Will there be a date X when the public best AI forecasting techniques (open-sourced model weights and any scaffolding; training details not necessary as long as weights are open) score worse than 75th percentile Metaculus forecasters across almost all categories of 1-3 month resolution questions, as well as a date before X+12 months when I believe that the best open-source AI forecasting techniques are on par with or better than 98th percentile Metaculus forecasters in a wide variety of 1-3 month resolution question categories.
I'll make my resolution decision at least a year after the first commenter who credibly and in good faith proposes that date X+12 months has been reached, and at least a year after any system that ultimately resolves this question becomes public. I intend to decide whether X and X+12 meet the above requirements according to the long term performance of the models on several rounds of real forecasting tournaments. I also intend to consider the models' performances on a slate of forecasting benchmarks like Autocast (https://arxiv.org/abs/2206.15474) against any comparable human data.

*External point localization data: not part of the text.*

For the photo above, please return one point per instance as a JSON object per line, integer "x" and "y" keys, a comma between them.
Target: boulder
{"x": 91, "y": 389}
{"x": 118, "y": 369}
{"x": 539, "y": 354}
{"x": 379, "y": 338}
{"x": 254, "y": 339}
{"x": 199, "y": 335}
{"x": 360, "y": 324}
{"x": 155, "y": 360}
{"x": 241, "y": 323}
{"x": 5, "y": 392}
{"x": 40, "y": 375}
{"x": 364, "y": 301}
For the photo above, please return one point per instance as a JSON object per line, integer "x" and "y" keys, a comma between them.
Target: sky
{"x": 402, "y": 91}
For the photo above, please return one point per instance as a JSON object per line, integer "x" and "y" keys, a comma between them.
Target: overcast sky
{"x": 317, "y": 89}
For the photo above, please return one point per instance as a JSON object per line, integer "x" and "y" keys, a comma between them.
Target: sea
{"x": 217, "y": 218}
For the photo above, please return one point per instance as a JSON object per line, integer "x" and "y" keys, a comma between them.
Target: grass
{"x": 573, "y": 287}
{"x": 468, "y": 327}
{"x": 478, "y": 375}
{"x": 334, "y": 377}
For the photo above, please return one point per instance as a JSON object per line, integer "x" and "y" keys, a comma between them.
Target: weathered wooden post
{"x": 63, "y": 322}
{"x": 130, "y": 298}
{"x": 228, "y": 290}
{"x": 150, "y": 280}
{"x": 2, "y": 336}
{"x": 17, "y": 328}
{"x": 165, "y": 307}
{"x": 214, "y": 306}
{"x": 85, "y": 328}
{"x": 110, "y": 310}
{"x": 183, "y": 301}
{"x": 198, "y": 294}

If I believe AI forecasting methods no longer perform worse than 75th percentile Metaculus forecasters at some date Y, and by Y+24 months I determine that the best methods at Y+12 months were not broadly superhuman, I will resolve NO. Finally, I will resolve NO no matter what on 1/1/2034.
If AGI is considered the last invention, I fancy that this question is the last forecast where I wouldn't largely defer to an AI.